Your Task: The task is to complete the function maxOfMin() which takes the array arr[] and its size N as inputs and finds the maximum of minimum of every window size and returns an array containing the result.
Expected Time Complexity: O(N) Expected Auxiliary Space: O(N)
Examples #
Example 1:
Input:
N = 7
arr[] = {10,20,30,50,10,70,30}
Output: 70 30 20 10 10 10 10
Explanation:
1.First element in output
indicates maximum of minimums of all
windows of size 1.
2.Minimums of windows of size 1 are {10},
{20}, {30}, {50},{10}, {70} and {30}.
Maximum of these minimums is 70.
3. Second element in output indicates
maximum of minimums of all windows of
size 2.
4. Minimums of windows of size 2
are {10}, {20}, {30}, {10}, {10}, and
{30}.
5. Maximum of these minimums is 30
Third element in output indicates
maximum of minimums of all windows of
size 3.
6. Minimums of windows of size 3
are {10}, {20}, {10}, {10} and {10}.
7.Maximum of these minimums is 20.
Similarly other elements of output are
computed.
Example 2:
Input:
N = 3
arr[] = {10,20,30}
Output: 30 20 10
Explanation: First element in output
indicates maximum of minimums of all
windows of size 1.Minimums of windows
of size 1 are {10} , {20} , {30}.
Maximum of these minimums are 30 and
similarly other outputs can be computed
Constraints #
1 <= N <= 10^51 <= arr[i] <= 10^6
Solutions #
class Solution{
public:
//Function to find maximum of minimums of every window size.

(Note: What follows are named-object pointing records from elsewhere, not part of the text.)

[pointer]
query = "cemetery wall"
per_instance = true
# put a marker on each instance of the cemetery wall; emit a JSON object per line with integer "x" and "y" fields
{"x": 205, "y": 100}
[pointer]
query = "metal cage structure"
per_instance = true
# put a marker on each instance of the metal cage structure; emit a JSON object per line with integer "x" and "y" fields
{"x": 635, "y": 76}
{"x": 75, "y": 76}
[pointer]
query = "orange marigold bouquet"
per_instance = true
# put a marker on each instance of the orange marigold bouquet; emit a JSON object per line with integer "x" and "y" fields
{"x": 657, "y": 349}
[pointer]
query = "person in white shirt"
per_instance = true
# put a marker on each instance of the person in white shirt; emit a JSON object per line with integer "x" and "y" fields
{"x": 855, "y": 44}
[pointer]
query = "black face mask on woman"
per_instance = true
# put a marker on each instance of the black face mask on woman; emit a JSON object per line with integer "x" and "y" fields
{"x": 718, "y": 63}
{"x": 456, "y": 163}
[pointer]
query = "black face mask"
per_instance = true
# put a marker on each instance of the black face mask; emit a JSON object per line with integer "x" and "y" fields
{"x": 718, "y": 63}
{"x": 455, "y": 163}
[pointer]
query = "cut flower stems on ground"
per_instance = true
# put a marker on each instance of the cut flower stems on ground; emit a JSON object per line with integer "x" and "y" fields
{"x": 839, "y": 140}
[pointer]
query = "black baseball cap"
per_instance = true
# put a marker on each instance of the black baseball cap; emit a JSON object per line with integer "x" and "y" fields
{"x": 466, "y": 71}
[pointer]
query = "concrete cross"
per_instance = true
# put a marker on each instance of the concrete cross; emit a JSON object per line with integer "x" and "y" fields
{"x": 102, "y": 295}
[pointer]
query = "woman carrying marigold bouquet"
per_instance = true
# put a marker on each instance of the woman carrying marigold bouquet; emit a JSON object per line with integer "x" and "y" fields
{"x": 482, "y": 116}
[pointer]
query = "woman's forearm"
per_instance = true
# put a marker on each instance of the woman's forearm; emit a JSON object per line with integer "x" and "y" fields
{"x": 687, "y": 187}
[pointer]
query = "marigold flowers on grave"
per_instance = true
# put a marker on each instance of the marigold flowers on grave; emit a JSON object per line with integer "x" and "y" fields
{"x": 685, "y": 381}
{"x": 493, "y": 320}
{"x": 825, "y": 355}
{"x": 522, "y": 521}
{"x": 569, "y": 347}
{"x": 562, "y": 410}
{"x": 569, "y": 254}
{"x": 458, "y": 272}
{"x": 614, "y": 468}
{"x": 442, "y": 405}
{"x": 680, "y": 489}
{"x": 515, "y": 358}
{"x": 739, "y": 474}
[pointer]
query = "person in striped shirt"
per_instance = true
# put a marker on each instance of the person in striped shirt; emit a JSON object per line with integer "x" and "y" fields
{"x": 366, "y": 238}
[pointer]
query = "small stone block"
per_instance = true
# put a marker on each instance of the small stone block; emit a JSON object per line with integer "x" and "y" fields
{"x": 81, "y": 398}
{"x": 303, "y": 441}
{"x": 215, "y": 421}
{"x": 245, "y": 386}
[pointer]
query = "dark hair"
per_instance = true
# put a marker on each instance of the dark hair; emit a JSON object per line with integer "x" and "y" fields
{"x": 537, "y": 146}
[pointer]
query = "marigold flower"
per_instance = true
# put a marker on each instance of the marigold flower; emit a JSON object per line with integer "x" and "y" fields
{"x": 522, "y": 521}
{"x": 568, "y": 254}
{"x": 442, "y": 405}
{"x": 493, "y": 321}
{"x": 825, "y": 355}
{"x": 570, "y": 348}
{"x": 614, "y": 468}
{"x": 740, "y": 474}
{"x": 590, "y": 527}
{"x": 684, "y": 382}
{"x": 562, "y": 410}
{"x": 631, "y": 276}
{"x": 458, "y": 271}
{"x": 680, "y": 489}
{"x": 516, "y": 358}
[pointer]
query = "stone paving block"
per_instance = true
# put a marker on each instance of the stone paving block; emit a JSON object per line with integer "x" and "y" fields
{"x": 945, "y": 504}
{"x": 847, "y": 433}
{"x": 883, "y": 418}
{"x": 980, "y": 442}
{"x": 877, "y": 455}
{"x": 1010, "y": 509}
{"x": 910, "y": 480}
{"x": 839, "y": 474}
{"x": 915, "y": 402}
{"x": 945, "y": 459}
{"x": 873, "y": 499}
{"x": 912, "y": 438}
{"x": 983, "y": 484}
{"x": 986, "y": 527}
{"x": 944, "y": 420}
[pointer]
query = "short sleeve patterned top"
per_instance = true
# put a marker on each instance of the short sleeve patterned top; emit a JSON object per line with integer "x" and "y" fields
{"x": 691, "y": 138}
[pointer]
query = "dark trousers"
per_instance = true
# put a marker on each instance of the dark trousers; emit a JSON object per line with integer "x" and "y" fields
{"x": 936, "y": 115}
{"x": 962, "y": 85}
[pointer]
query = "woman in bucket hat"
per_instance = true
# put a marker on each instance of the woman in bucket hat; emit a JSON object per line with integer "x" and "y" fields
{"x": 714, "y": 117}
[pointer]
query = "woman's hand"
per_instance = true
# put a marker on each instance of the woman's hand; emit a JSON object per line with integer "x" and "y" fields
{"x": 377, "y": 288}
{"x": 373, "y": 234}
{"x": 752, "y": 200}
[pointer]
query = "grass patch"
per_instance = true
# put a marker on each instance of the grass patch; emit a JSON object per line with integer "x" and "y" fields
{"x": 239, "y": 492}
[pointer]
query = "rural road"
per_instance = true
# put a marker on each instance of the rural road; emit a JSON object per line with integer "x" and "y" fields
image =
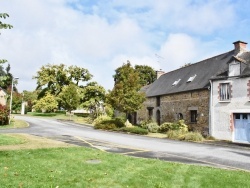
{"x": 140, "y": 146}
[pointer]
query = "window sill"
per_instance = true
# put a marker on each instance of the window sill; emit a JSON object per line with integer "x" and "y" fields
{"x": 228, "y": 101}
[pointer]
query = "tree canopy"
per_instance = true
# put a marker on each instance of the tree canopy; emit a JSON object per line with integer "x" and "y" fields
{"x": 47, "y": 104}
{"x": 69, "y": 97}
{"x": 92, "y": 95}
{"x": 146, "y": 73}
{"x": 5, "y": 76}
{"x": 52, "y": 78}
{"x": 125, "y": 96}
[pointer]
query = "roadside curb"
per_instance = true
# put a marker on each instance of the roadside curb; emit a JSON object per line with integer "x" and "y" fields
{"x": 212, "y": 142}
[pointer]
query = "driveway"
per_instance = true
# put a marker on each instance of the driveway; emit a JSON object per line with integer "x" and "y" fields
{"x": 139, "y": 146}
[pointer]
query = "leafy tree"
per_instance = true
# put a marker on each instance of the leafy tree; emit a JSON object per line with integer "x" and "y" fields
{"x": 146, "y": 73}
{"x": 4, "y": 77}
{"x": 4, "y": 115}
{"x": 125, "y": 96}
{"x": 92, "y": 95}
{"x": 69, "y": 97}
{"x": 29, "y": 97}
{"x": 52, "y": 78}
{"x": 48, "y": 103}
{"x": 16, "y": 101}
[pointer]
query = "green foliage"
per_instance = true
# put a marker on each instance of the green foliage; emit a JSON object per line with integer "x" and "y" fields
{"x": 146, "y": 73}
{"x": 3, "y": 77}
{"x": 69, "y": 97}
{"x": 43, "y": 114}
{"x": 46, "y": 104}
{"x": 29, "y": 97}
{"x": 16, "y": 102}
{"x": 93, "y": 97}
{"x": 180, "y": 125}
{"x": 101, "y": 118}
{"x": 109, "y": 124}
{"x": 44, "y": 168}
{"x": 134, "y": 129}
{"x": 10, "y": 140}
{"x": 193, "y": 136}
{"x": 4, "y": 115}
{"x": 105, "y": 125}
{"x": 176, "y": 134}
{"x": 125, "y": 96}
{"x": 152, "y": 127}
{"x": 109, "y": 110}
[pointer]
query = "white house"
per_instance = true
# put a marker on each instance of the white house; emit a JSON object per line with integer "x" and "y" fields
{"x": 230, "y": 98}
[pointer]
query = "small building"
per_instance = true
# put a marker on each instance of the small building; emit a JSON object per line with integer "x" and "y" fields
{"x": 230, "y": 102}
{"x": 185, "y": 93}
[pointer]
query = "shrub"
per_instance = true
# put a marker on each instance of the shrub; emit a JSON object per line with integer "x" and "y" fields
{"x": 165, "y": 127}
{"x": 105, "y": 122}
{"x": 193, "y": 136}
{"x": 176, "y": 134}
{"x": 119, "y": 122}
{"x": 99, "y": 119}
{"x": 135, "y": 130}
{"x": 152, "y": 127}
{"x": 4, "y": 115}
{"x": 144, "y": 123}
{"x": 180, "y": 125}
{"x": 105, "y": 126}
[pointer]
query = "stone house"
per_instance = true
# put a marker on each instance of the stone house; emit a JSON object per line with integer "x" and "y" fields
{"x": 3, "y": 97}
{"x": 185, "y": 93}
{"x": 230, "y": 99}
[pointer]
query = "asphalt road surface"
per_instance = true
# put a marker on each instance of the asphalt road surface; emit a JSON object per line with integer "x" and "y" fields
{"x": 140, "y": 146}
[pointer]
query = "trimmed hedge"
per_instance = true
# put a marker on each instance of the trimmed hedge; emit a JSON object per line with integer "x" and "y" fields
{"x": 135, "y": 130}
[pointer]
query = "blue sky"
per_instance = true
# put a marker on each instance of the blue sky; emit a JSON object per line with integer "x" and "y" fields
{"x": 101, "y": 35}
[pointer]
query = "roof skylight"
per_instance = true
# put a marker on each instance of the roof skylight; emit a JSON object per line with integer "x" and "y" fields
{"x": 191, "y": 78}
{"x": 176, "y": 82}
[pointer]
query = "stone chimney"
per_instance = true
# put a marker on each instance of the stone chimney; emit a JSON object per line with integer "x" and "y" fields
{"x": 159, "y": 73}
{"x": 239, "y": 46}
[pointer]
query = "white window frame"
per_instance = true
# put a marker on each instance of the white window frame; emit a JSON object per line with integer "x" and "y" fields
{"x": 234, "y": 68}
{"x": 225, "y": 92}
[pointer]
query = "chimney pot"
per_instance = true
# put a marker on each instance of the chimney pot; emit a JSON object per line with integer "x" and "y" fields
{"x": 239, "y": 46}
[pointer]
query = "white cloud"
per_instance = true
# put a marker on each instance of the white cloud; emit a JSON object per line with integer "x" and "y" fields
{"x": 102, "y": 35}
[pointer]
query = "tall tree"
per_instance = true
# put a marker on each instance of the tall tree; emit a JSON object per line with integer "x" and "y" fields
{"x": 92, "y": 97}
{"x": 4, "y": 76}
{"x": 48, "y": 103}
{"x": 52, "y": 78}
{"x": 146, "y": 73}
{"x": 69, "y": 97}
{"x": 30, "y": 97}
{"x": 125, "y": 96}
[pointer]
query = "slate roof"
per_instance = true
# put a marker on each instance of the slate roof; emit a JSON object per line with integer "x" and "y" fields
{"x": 204, "y": 71}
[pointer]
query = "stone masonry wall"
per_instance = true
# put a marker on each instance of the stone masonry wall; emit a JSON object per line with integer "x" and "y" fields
{"x": 171, "y": 106}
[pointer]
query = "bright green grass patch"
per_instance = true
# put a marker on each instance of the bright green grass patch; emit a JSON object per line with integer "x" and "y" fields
{"x": 15, "y": 123}
{"x": 69, "y": 167}
{"x": 10, "y": 140}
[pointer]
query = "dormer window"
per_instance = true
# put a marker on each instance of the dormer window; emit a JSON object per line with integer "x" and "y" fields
{"x": 191, "y": 78}
{"x": 234, "y": 68}
{"x": 176, "y": 82}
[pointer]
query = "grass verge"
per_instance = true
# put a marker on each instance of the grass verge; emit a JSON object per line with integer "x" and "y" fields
{"x": 85, "y": 167}
{"x": 11, "y": 140}
{"x": 15, "y": 123}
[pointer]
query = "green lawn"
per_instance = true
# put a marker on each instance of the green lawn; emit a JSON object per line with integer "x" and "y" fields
{"x": 70, "y": 167}
{"x": 15, "y": 123}
{"x": 10, "y": 140}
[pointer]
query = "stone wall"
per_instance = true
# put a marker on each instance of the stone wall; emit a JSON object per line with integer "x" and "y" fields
{"x": 176, "y": 106}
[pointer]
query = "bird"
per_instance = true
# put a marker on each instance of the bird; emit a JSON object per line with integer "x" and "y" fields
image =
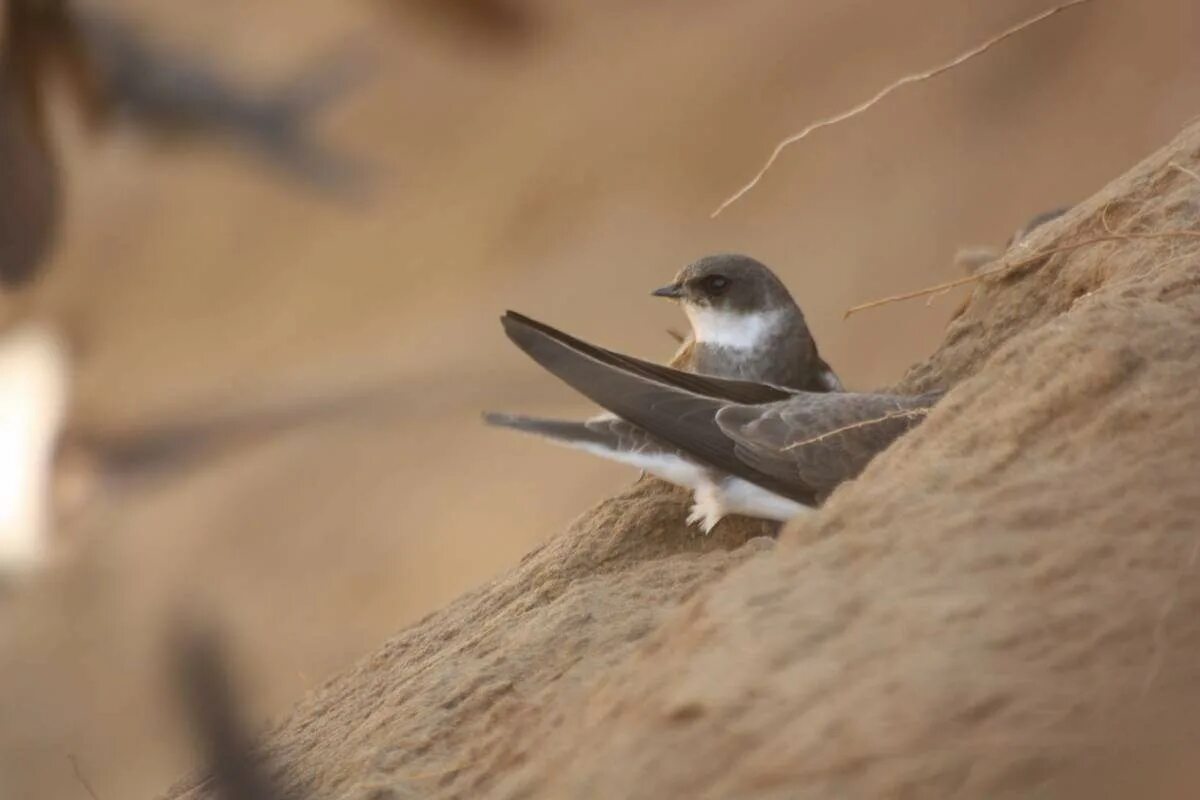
{"x": 111, "y": 72}
{"x": 741, "y": 446}
{"x": 745, "y": 325}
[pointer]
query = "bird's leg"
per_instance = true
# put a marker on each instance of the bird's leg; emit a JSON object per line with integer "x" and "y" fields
{"x": 707, "y": 510}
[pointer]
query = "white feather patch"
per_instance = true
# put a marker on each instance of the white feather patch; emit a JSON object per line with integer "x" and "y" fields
{"x": 733, "y": 330}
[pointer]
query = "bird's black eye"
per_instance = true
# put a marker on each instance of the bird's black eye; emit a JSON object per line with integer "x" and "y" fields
{"x": 715, "y": 284}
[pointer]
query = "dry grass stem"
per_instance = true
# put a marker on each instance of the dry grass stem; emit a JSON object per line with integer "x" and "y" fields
{"x": 887, "y": 90}
{"x": 1191, "y": 173}
{"x": 83, "y": 781}
{"x": 906, "y": 414}
{"x": 1015, "y": 265}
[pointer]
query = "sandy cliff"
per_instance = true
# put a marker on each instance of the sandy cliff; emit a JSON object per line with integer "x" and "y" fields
{"x": 969, "y": 618}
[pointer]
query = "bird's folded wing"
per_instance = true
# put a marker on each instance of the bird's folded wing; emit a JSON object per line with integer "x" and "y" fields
{"x": 820, "y": 440}
{"x": 534, "y": 337}
{"x": 633, "y": 390}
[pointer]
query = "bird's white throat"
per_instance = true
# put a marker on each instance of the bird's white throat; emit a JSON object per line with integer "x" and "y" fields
{"x": 733, "y": 330}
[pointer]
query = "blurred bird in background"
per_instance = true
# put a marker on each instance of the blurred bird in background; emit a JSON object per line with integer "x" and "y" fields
{"x": 112, "y": 72}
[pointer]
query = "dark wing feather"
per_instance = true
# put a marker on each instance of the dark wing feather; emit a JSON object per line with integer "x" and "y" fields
{"x": 820, "y": 440}
{"x": 523, "y": 330}
{"x": 631, "y": 390}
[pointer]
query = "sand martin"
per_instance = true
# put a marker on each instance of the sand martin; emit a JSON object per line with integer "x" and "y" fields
{"x": 745, "y": 325}
{"x": 741, "y": 446}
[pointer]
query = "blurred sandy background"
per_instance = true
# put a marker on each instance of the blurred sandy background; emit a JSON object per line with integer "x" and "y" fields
{"x": 564, "y": 173}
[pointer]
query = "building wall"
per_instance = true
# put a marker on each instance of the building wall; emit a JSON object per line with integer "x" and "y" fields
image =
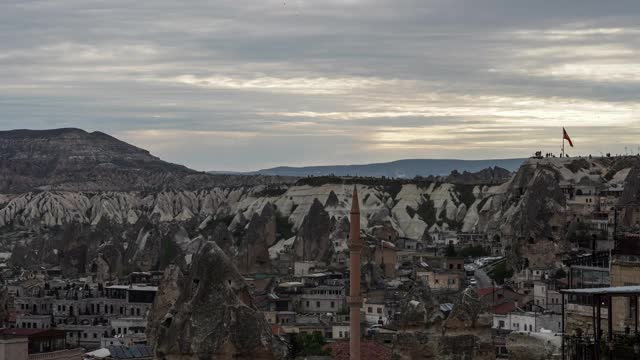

vector <int> maxOfMin(int arr[], int n)
{
// Your code here
stack<int> s;
int ps[n];
for(int i=0; i<n; i++){
while(!s.empty() && arr[s.top()]>=arr[i]) s.pop();
if(s.empty()) ps[i]=-1;
else ps[i] = s.top();
s.push(i);
}
while(!s.empty()) s.pop();
int ns[n];
for(int i=n-1; i>=0; i--){
while(!s.empty() && arr[s.top()]>=arr[i]) s.pop();
if(s.empty()) ns[i]=n;
else ns[i]=s.top();
s.push(i);
}
vector<int> res(n,-1);
for(int i=0; i<n; i++){
int len = ns[i] - ps[i] - 2;
res[len] = max(res[len], arr[i]);
}
for(int i=n-2; i>=0; i--)
res[i] = max(res[i], res[i+1]);
return res;
}
};